Health Savings Accounts (HSA) is a common platform that the family uses to save money for future use. It is pretty common; however, if you are using Health Savings Accounts, you should reconsider how you use that money. Many professional financial advisors advise their clients to consider paying for their medical and dental expenses with their after-tax savings and not through Health Savings Accounts funds. And there are various reasons why the experts advise this strategy to the clients. They believe that if you follow this approach, you can take advantage of the HSA tax triple play, which includes pre-tax deposits, tax-free growth, and tax-exempt distribution for the health care expenses. You can learn more about HSA strategies and tips from this article provided by personal financial advisors and Asset Management Companies Utah.
HSA Strategies That Allows Tax-free Retrieval- Experts are of the view that if you save healthcare-related receipts throughout the life of HSA, you can withdraw the funds to match the receipt amount at any time, including after the age of 65 years. The receipts can serve as IRS documentation in case of the adults, so make sure to keep the receipts instead of throwing them away.
After you turn sixty-five, funds can be withdrawn to pay for employee premiums of employee-sponsored health insurance if you postpone Medicare enrollment. Medicare allows HSA funds to pay for most premiums after the age of sixty-five. And if Medicare payments are withheld from your social security benefits, you can reimburse from the HSA account. Also qualified long-term care insurance premiums of the owner, a spouse, or a dependent can be paid anytime through the HSA account.
This strategy also allows you to take out extra appreciated funds without a penalty for any reason after the age of sixty-five. However, as many advantages as this strategy provide us, there are also some major disadvantages to this strategy, which you will find out as soon as you read along.

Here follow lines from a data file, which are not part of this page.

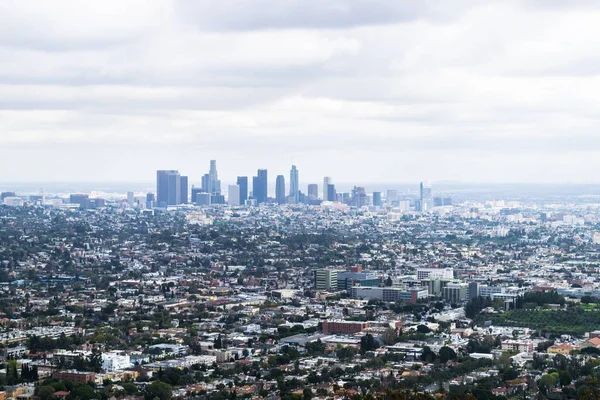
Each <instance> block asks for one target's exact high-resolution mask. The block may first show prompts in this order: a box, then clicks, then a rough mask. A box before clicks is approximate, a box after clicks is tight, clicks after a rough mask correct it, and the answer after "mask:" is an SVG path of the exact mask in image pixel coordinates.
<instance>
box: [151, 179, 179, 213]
mask: <svg viewBox="0 0 600 400" xmlns="http://www.w3.org/2000/svg"><path fill="white" fill-rule="evenodd" d="M156 197H157V201H158V206H159V207H167V206H176V205H178V204H179V203H180V201H181V175H179V172H178V171H175V170H160V171H157V172H156Z"/></svg>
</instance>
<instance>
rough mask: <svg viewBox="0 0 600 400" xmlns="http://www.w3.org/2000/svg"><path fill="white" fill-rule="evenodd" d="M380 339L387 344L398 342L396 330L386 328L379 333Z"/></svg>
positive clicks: (393, 329)
mask: <svg viewBox="0 0 600 400" xmlns="http://www.w3.org/2000/svg"><path fill="white" fill-rule="evenodd" d="M381 341H382V342H383V344H385V345H387V346H392V345H394V344H396V342H398V335H397V334H396V330H395V329H392V328H388V329H386V330H385V332H383V334H382V335H381Z"/></svg>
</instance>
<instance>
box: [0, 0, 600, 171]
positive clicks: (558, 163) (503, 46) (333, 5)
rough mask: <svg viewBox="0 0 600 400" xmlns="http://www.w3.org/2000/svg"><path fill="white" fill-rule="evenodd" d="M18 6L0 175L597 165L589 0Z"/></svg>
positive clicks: (597, 120) (9, 72)
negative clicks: (553, 1) (32, 160)
mask: <svg viewBox="0 0 600 400" xmlns="http://www.w3.org/2000/svg"><path fill="white" fill-rule="evenodd" d="M33 3H35V4H33ZM33 3H29V2H28V4H24V2H17V1H7V2H2V3H1V4H0V181H2V180H14V179H22V180H30V181H37V180H40V179H46V180H53V178H60V179H66V180H82V179H90V180H107V179H108V180H110V179H115V180H145V181H147V180H152V176H153V173H152V171H153V170H154V169H157V168H179V169H181V170H182V171H183V172H185V173H188V174H190V175H191V176H192V180H194V179H199V177H200V175H201V174H202V173H203V172H204V169H206V165H205V164H207V162H208V160H209V159H212V158H217V159H218V160H219V165H220V169H221V174H222V176H223V179H224V180H225V181H227V180H228V178H229V179H233V178H232V177H234V176H236V175H238V174H248V175H249V174H252V173H253V172H254V170H255V169H256V168H259V167H266V168H269V170H270V171H273V176H275V175H276V174H277V173H283V172H285V171H287V170H288V169H289V164H290V163H291V162H295V163H297V164H298V166H299V167H300V168H301V171H302V177H303V179H306V180H307V181H308V180H312V181H319V180H320V179H321V177H322V176H323V175H332V176H334V177H335V178H336V180H338V181H347V182H349V181H352V180H357V181H365V180H368V179H375V180H378V181H382V182H390V181H409V180H415V181H416V180H420V179H430V180H474V181H485V180H490V181H532V180H533V181H535V180H537V181H560V180H577V179H580V180H587V181H590V180H592V181H593V180H595V181H597V178H596V174H595V173H593V171H594V170H596V169H598V168H600V157H598V154H596V149H598V148H600V139H599V138H600V136H598V135H597V134H596V130H597V128H596V127H597V125H598V119H599V117H600V105H599V104H600V95H599V93H600V77H598V76H597V73H596V71H598V70H600V68H599V67H600V59H599V58H598V57H597V56H595V54H597V53H598V52H597V50H598V48H599V47H600V39H598V38H600V27H598V25H597V23H596V21H597V20H598V18H600V6H597V5H595V4H594V3H593V2H578V3H576V4H572V3H569V5H566V4H567V3H565V2H560V3H549V2H537V1H533V0H532V1H527V2H517V1H507V2H504V1H502V2H501V1H498V2H496V1H492V2H485V3H481V2H474V1H467V0H465V1H459V2H439V1H414V2H412V1H406V2H392V1H373V0H370V1H366V0H355V1H337V0H333V1H316V0H315V1H312V0H311V1H299V0H294V1H292V0H277V1H276V0H259V1H246V0H242V1H239V0H238V1H229V0H225V1H212V0H211V1H208V0H198V1H192V0H189V1H183V0H181V1H179V0H151V1H147V0H121V1H117V0H111V1H105V2H95V3H89V2H72V1H68V0H56V1H53V2H45V1H41V0H40V1H39V2H33ZM571 4H572V5H571ZM36 5H37V6H38V7H36ZM24 160H28V161H27V162H25V161H24ZM31 160H34V161H31ZM67 160H72V162H71V163H70V162H68V161H67ZM77 163H90V164H96V165H100V164H101V165H103V168H73V165H77ZM15 166H18V167H17V168H15ZM367 166H368V167H367ZM374 176H375V177H374ZM570 177H572V179H571V178H570Z"/></svg>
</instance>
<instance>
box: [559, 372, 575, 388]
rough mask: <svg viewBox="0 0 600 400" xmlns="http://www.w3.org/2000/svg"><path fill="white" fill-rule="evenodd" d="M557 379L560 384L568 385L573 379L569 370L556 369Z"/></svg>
mask: <svg viewBox="0 0 600 400" xmlns="http://www.w3.org/2000/svg"><path fill="white" fill-rule="evenodd" d="M558 380H559V382H560V385H561V386H568V385H570V384H571V381H573V377H572V376H571V373H570V372H569V371H566V370H562V371H558Z"/></svg>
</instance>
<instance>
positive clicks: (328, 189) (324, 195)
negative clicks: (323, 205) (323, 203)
mask: <svg viewBox="0 0 600 400" xmlns="http://www.w3.org/2000/svg"><path fill="white" fill-rule="evenodd" d="M332 184H333V179H331V177H330V176H326V177H325V178H323V201H335V197H334V198H329V194H330V192H329V185H332Z"/></svg>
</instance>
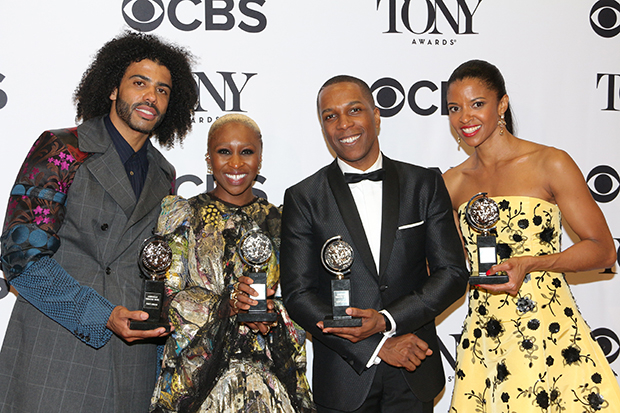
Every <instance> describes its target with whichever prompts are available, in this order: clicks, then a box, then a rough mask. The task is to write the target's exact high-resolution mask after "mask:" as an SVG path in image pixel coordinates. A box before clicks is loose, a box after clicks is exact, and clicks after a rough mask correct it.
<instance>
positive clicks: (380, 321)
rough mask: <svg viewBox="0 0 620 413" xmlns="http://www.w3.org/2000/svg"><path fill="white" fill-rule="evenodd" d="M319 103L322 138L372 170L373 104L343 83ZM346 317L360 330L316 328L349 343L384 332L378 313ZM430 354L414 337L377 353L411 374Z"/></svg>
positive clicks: (378, 142) (429, 351)
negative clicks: (354, 319) (354, 321)
mask: <svg viewBox="0 0 620 413" xmlns="http://www.w3.org/2000/svg"><path fill="white" fill-rule="evenodd" d="M318 103H319V108H318V111H319V114H320V119H321V127H322V129H323V134H324V135H325V137H326V140H327V142H328V143H329V144H330V146H331V147H332V149H333V150H334V152H336V154H337V155H338V157H339V158H340V159H342V160H343V161H344V162H346V163H348V164H349V165H351V166H353V167H354V168H358V169H361V170H366V169H368V168H369V167H370V166H372V165H373V164H374V163H375V162H376V161H377V159H378V157H379V153H380V150H379V138H378V134H379V129H380V123H381V118H380V115H379V110H378V109H377V108H376V107H375V105H374V102H369V101H368V99H367V98H366V97H365V95H364V94H363V93H362V91H361V89H360V87H359V86H358V85H356V84H354V83H349V82H342V83H336V84H333V85H330V86H328V87H326V88H324V89H323V90H322V91H321V93H320V95H319V99H318ZM347 314H349V315H350V316H353V317H359V318H361V319H362V325H361V327H338V328H337V327H331V328H324V327H323V322H322V321H319V322H318V323H317V326H318V327H319V328H320V329H322V330H323V333H325V334H334V335H337V336H338V337H342V338H344V339H347V340H349V341H351V342H352V343H357V342H359V341H361V340H364V339H366V338H368V337H370V336H372V335H374V334H377V333H381V332H383V331H385V319H384V318H383V314H381V313H379V312H378V311H377V310H374V309H372V308H369V309H365V310H364V309H360V308H355V307H350V308H348V309H347ZM431 354H433V351H432V350H431V349H429V348H428V344H427V343H426V342H425V341H424V340H421V339H420V338H418V337H417V336H416V335H415V334H404V335H400V336H394V337H390V338H388V339H387V340H386V341H385V343H384V344H383V346H382V347H381V350H379V358H381V360H383V361H384V362H386V363H388V364H390V365H392V366H394V367H403V368H405V369H407V370H408V371H414V370H415V369H416V368H417V367H418V366H419V365H420V364H421V363H422V360H424V359H425V358H426V357H428V356H430V355H431Z"/></svg>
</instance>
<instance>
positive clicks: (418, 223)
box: [398, 221, 424, 231]
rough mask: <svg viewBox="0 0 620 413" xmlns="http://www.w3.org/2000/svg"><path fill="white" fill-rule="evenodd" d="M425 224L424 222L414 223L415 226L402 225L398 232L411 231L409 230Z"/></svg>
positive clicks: (417, 222)
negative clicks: (406, 229) (408, 230)
mask: <svg viewBox="0 0 620 413" xmlns="http://www.w3.org/2000/svg"><path fill="white" fill-rule="evenodd" d="M423 223H424V221H420V222H414V223H413V224H407V225H401V226H400V227H398V230H399V231H400V230H403V229H409V228H413V227H417V226H419V225H422V224H423Z"/></svg>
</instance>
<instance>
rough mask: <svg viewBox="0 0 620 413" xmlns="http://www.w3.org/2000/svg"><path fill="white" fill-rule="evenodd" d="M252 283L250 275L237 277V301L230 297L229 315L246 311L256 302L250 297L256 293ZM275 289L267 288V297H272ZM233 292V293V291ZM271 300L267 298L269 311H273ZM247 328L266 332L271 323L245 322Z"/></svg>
mask: <svg viewBox="0 0 620 413" xmlns="http://www.w3.org/2000/svg"><path fill="white" fill-rule="evenodd" d="M252 283H254V280H252V279H251V278H250V277H246V276H245V275H243V276H241V277H239V285H237V287H236V291H238V292H239V293H238V294H237V296H236V297H237V302H235V300H234V299H231V300H230V302H229V304H230V315H231V316H233V315H236V314H239V313H243V312H247V311H248V310H249V309H250V307H251V306H253V305H256V304H258V301H256V300H253V299H252V297H255V296H257V295H258V293H257V292H256V290H254V289H253V288H252V287H251V285H252ZM275 293H276V291H275V290H273V289H271V288H267V297H273V296H274V295H275ZM233 294H234V293H233ZM274 308H275V307H274V305H273V300H267V311H269V312H270V313H271V312H273V311H274ZM245 325H247V326H248V327H249V328H251V329H252V330H254V331H256V330H258V331H259V332H260V333H261V334H263V335H264V334H267V333H269V331H270V330H271V327H272V323H268V322H261V323H245Z"/></svg>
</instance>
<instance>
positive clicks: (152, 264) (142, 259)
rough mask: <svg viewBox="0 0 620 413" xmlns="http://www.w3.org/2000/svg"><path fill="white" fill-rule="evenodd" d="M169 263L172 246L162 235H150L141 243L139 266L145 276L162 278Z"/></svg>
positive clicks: (165, 273) (148, 277)
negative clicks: (141, 247) (165, 239)
mask: <svg viewBox="0 0 620 413" xmlns="http://www.w3.org/2000/svg"><path fill="white" fill-rule="evenodd" d="M171 264H172V248H170V245H168V243H167V242H166V240H165V239H164V238H163V237H162V236H159V235H155V236H152V237H150V238H148V239H147V240H146V241H144V243H142V249H141V251H140V258H139V266H140V270H142V273H143V274H144V275H145V276H146V277H148V278H151V279H153V280H154V279H161V278H163V277H164V275H165V274H166V271H168V268H170V265H171Z"/></svg>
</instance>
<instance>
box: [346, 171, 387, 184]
mask: <svg viewBox="0 0 620 413" xmlns="http://www.w3.org/2000/svg"><path fill="white" fill-rule="evenodd" d="M383 175H385V171H384V170H383V169H377V170H376V171H372V172H368V173H367V174H350V173H345V174H344V180H345V182H346V183H348V184H356V183H358V182H362V181H363V180H364V179H368V180H369V181H383Z"/></svg>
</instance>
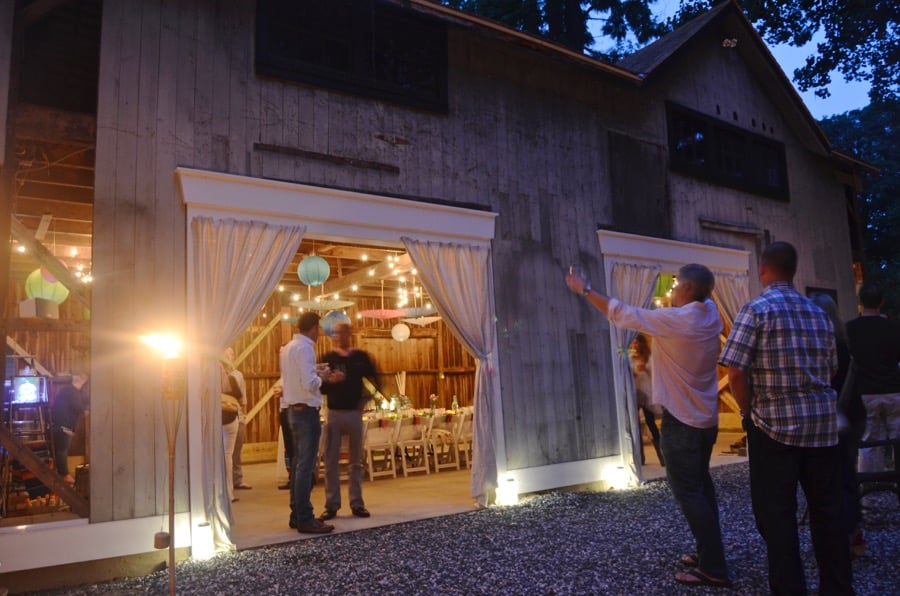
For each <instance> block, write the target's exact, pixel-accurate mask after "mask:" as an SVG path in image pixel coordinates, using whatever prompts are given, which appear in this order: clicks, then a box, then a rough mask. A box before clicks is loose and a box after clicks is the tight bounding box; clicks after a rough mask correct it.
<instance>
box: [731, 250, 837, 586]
mask: <svg viewBox="0 0 900 596" xmlns="http://www.w3.org/2000/svg"><path fill="white" fill-rule="evenodd" d="M796 271H797V250H796V249H795V248H794V247H793V246H792V245H791V244H789V243H787V242H773V243H772V244H770V245H769V246H767V247H766V249H765V250H764V251H763V254H762V257H761V258H760V264H759V279H760V281H761V282H762V284H763V287H764V289H763V291H762V293H761V294H760V295H759V296H757V297H756V298H754V299H753V300H751V301H750V302H748V303H747V304H745V305H744V306H743V307H742V308H741V310H740V312H739V313H738V315H737V317H735V319H734V325H733V326H732V328H731V333H730V334H729V335H728V340H727V341H726V342H725V347H724V348H722V355H721V357H720V358H719V364H721V365H722V366H726V367H728V382H729V384H730V385H731V392H732V393H733V394H734V398H735V400H736V401H737V402H738V405H739V406H740V409H741V416H742V417H743V426H744V430H745V431H746V432H747V448H748V453H749V456H750V500H751V503H752V507H753V516H754V518H755V519H756V527H757V529H758V530H759V533H760V536H762V538H763V540H764V541H765V543H766V550H767V552H768V563H769V590H770V591H771V592H772V593H773V594H805V593H806V591H807V590H806V573H805V571H804V568H803V567H804V565H803V558H802V557H801V547H800V539H799V530H798V527H797V487H798V486H802V487H803V494H804V495H805V497H806V503H807V506H808V511H809V528H810V535H811V536H812V543H813V551H814V552H815V555H816V562H817V563H818V566H819V593H820V594H853V585H852V584H853V572H852V569H851V566H850V549H849V548H847V537H846V535H845V534H844V524H843V523H842V517H841V515H842V509H843V508H842V490H841V474H842V472H841V469H842V466H841V451H840V447H839V445H838V412H837V392H836V391H835V390H834V389H832V387H831V378H832V377H833V376H834V374H835V373H836V372H837V368H838V360H837V348H836V345H835V338H834V326H833V325H832V323H831V320H830V319H829V318H828V315H826V314H825V313H824V312H823V311H822V309H821V308H819V307H818V306H816V305H815V303H813V302H812V300H810V299H809V298H806V297H805V296H803V295H802V294H800V293H799V292H798V291H797V290H796V288H795V287H794V283H793V280H794V274H795V273H796ZM851 346H852V342H851Z"/></svg>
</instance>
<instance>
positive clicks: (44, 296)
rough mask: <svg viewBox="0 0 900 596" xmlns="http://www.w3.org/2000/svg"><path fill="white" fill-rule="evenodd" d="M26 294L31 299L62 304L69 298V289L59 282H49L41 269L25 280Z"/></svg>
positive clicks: (34, 270)
mask: <svg viewBox="0 0 900 596" xmlns="http://www.w3.org/2000/svg"><path fill="white" fill-rule="evenodd" d="M25 294H26V295H27V296H28V297H29V298H43V299H44V300H52V301H53V302H55V303H57V304H62V303H63V302H65V301H66V298H68V297H69V289H68V288H66V286H64V285H63V284H62V282H59V281H47V280H46V279H45V278H44V276H43V275H42V274H41V270H40V269H35V270H34V271H32V272H31V273H29V274H28V277H27V278H26V279H25Z"/></svg>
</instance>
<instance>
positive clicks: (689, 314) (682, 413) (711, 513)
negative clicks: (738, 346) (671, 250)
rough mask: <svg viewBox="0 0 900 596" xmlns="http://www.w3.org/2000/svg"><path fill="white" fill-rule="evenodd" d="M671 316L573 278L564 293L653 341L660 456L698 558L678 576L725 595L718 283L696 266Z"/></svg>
mask: <svg viewBox="0 0 900 596" xmlns="http://www.w3.org/2000/svg"><path fill="white" fill-rule="evenodd" d="M676 282H677V283H676V286H675V288H673V290H672V306H673V308H661V309H658V310H649V309H644V308H638V307H635V306H629V305H627V304H623V303H622V302H620V301H618V300H616V299H615V298H610V297H608V296H604V295H603V294H600V293H599V292H596V291H594V290H593V288H592V287H591V284H590V282H588V281H586V280H585V279H583V278H582V277H581V276H578V275H574V274H572V273H569V274H568V275H567V276H566V285H567V286H568V287H569V289H570V290H572V291H573V292H575V293H577V294H582V295H583V296H585V297H586V298H587V299H588V301H589V302H590V303H591V304H592V305H594V306H595V307H596V308H597V309H598V310H600V311H601V312H602V313H604V314H605V315H606V316H607V317H609V321H610V323H612V324H613V325H616V326H618V327H623V328H626V329H634V330H637V331H641V332H643V333H645V334H647V335H650V336H652V337H653V351H652V353H651V356H650V363H651V366H652V368H653V378H652V389H653V400H654V401H655V402H656V403H658V404H659V405H660V406H662V407H663V408H664V411H663V418H662V438H661V441H660V443H661V445H660V446H661V448H662V452H663V456H664V457H665V459H666V477H667V478H668V480H669V486H670V487H671V488H672V494H673V495H674V496H675V500H676V501H677V502H678V505H679V507H680V508H681V511H682V513H684V516H685V518H686V519H687V522H688V526H689V527H690V529H691V533H693V535H694V539H695V540H696V542H697V553H696V554H687V555H684V556H682V557H681V559H680V560H681V562H682V563H683V564H685V565H686V566H688V567H689V569H688V570H687V571H686V572H685V573H677V574H675V581H677V582H679V583H682V584H687V585H700V586H717V587H727V586H729V585H731V582H730V580H729V579H728V566H727V564H726V562H725V550H724V547H723V546H722V530H721V527H720V525H719V508H718V504H717V502H716V492H715V488H714V487H713V484H712V478H711V477H710V474H709V458H710V456H711V455H712V449H713V447H714V445H715V443H716V436H717V435H718V431H719V427H718V424H719V405H718V404H719V396H718V377H717V375H716V361H717V359H718V357H719V334H720V333H721V332H722V321H721V319H720V318H719V311H718V309H716V305H715V304H714V303H713V302H712V300H710V298H709V297H710V294H711V293H712V289H713V286H714V285H715V279H714V278H713V274H712V272H711V271H710V270H709V269H707V268H706V267H704V266H703V265H698V264H696V263H693V264H690V265H685V266H684V267H682V268H681V269H680V270H679V271H678V275H677V276H676Z"/></svg>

The major disadvantage is that, once you reach your sixty-fifth birthday, you can no longer contribute to your HSA account. And Medigap and Medicare are not eligible for HSA payments. The last major disadvantage is that, at the death, a spouse beneficiary can continue to withdraw tax-free from the account. However, if there is some other recipient other than the spouse for the HSA, the account, and its remarkable tax benefits cease to exist upon the death of the owner. This means that the entire inherited HSA amount becomes taxable to the beneficiary. So, if you own an HSA and you have designated someone other than your spouse as the beneficiary, you should prioritize withdrawing or changing the name.
Health Saving Account is a wonderful tax-free duration extended duration account that you can use after the age of sixty-five for Medicare premiums, long-term care insurance, and various other health expenses, but it has also got some major disadvantages. The best bet is to follow this advice or work with a Personal Financial Advisor Utah who can provide assistance.